De hecho, algo así ha pasado en estos mismos días en los que nos hacemos y respondemos estas preguntas. Me he dado cuenta de que hay cuatro estaciones y que esta en la que entro es el invierno, pero, ¿qué es el invierno? Y me he imaginado a los esquiadores, a aquellos que ascienden a las cumbres nevadas, a siglos de personas alrededor de un fuego que, además de calentar los cuerpos, servían para generar conversaciones no tenidas. Encuentros acogedores y miradas perdidas en el silencio de las llamas, abriéndonos las puertas de lugares sin fin, de lugares sin tiempo.

Por eso escribí el reel que titulé “Invierno” y en el que dije: “He vivido lo suficiente para saber que no todo lo que muere se pierde y que bajo la escarcha algo sueña con florecer.
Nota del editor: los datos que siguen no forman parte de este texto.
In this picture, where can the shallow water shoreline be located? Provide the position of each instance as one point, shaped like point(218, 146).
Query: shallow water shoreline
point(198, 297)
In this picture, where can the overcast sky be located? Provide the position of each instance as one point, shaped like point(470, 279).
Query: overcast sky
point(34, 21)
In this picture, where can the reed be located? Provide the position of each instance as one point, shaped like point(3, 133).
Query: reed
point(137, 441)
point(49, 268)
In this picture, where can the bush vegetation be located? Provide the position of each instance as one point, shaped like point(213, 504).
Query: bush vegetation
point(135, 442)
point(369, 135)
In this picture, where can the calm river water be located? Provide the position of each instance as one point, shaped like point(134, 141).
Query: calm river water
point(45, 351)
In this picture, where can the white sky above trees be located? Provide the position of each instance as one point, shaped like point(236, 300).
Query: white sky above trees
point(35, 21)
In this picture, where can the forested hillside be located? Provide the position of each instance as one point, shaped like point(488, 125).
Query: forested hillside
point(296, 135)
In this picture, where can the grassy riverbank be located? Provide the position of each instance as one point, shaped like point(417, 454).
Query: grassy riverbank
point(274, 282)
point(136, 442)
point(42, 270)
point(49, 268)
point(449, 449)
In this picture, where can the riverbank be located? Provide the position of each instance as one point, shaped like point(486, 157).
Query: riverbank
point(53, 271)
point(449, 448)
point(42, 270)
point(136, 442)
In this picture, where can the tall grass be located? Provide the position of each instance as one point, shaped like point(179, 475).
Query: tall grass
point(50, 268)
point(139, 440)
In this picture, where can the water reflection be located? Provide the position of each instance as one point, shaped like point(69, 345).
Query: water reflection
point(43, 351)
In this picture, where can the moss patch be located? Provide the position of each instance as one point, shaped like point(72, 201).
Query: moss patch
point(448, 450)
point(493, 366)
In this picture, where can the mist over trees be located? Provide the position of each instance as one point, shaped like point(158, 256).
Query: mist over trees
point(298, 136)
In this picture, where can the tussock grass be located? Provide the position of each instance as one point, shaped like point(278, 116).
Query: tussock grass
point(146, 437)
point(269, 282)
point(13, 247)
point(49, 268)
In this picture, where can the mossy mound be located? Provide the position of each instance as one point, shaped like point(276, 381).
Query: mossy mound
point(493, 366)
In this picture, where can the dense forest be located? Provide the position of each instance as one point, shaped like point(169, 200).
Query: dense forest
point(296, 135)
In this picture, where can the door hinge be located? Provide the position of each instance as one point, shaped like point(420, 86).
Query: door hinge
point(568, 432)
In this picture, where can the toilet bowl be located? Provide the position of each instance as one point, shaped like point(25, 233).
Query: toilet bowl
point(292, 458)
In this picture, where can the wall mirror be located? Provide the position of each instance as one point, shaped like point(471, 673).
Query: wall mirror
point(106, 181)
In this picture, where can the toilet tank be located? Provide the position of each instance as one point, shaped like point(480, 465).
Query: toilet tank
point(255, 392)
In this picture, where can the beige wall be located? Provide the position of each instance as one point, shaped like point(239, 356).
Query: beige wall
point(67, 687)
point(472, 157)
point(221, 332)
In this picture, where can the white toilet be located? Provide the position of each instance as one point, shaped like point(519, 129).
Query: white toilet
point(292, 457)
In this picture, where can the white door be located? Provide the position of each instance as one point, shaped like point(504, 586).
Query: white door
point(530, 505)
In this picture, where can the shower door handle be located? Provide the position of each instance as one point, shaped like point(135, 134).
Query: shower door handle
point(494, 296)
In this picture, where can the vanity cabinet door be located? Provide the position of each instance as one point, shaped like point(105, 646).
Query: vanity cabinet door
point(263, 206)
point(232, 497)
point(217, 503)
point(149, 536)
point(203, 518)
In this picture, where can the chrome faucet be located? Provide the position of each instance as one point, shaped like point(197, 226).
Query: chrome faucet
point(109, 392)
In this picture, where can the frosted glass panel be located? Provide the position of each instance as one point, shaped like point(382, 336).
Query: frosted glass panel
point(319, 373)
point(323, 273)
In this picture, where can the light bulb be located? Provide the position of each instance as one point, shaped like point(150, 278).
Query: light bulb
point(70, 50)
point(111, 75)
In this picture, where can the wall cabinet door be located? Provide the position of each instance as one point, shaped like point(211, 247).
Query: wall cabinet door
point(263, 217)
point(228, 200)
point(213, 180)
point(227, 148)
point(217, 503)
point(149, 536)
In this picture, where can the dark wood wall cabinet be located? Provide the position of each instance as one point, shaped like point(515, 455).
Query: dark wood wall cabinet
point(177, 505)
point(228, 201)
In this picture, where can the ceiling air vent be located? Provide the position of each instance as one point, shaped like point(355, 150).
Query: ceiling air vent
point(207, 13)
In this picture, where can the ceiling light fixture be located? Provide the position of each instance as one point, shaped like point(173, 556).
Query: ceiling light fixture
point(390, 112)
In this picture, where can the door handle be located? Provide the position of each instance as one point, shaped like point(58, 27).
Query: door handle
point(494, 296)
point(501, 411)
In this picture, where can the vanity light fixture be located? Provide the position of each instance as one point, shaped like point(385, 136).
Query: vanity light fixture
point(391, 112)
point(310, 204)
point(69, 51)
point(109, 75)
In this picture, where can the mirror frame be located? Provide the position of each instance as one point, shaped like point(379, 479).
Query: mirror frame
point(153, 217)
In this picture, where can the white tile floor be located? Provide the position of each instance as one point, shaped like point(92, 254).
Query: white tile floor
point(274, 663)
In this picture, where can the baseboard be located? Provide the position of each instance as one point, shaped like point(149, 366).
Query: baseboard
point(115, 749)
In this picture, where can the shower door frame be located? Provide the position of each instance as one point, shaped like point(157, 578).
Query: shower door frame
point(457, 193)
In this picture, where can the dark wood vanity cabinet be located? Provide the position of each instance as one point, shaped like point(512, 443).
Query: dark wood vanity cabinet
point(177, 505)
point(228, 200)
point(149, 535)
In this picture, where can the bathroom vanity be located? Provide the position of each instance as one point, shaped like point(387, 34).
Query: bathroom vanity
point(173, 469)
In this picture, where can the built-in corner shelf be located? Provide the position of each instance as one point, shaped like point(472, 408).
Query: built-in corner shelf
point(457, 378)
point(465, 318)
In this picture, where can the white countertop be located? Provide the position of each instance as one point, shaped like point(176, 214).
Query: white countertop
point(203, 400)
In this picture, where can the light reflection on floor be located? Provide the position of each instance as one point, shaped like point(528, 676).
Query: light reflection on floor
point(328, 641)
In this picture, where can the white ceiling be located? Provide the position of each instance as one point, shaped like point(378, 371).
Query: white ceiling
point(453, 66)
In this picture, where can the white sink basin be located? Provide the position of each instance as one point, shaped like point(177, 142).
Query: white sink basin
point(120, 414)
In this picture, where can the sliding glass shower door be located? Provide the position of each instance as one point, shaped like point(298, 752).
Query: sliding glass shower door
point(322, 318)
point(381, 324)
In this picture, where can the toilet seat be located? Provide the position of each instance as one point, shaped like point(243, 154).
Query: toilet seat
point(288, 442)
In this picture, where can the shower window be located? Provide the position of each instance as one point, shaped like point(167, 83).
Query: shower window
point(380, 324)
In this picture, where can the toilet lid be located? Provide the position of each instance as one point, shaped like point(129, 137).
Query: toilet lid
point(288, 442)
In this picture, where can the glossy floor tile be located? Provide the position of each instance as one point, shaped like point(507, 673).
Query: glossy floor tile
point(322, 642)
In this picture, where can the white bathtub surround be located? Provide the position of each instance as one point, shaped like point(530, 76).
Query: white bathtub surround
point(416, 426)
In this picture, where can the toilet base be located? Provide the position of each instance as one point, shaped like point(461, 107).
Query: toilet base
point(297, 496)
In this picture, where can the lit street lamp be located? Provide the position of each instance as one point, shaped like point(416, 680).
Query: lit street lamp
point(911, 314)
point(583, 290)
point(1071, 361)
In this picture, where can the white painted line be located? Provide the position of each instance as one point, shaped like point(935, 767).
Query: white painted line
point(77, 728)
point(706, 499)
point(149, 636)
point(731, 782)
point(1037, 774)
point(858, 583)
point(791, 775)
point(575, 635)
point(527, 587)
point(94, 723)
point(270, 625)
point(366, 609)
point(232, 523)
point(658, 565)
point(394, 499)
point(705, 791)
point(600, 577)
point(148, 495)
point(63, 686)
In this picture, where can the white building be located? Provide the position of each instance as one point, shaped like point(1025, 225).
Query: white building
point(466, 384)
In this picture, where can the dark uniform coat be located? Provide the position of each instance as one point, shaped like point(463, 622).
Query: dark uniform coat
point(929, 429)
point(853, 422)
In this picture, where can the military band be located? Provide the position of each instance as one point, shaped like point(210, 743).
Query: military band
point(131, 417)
Por eso, como buen tauro, pretendo que mi corazón siga latiendo con la obstinación del fuego, para que cambie el orden del asombro y la nieve, que ha tardado tanto en cubrir mis sienes, vuelva a ser tierra fértil, pura, silenciosa y llena de promesas”.

Hemos hablado, Eduardo, del coraje y su mirada al frente, de la resiliencia y su capacidad de levantarnos del suelo y la antifragilidad para no solo levantarnos, sino llenarnos de un nuevo sentido que puede volver a cerrar el círculo y pedirle al coraje más voluntad y más horizonte.

Gracias, Eduardo Rommel o Rommel Eduardo. Venimos y vamos, vamos y volvemos. Lo importante es seguir en ese viaje que permita que la esperanza avance. Gracias por aceptar mi invitación.

***

Eduardo y Juan se dan un largo abrazo. No dicen nada. Solo dejan que sus ojos brillen como las estrellas de un universo que seguirá envolviéndoles. No necesitan quedar para seguir hablando. Ambos saben que será inevitable.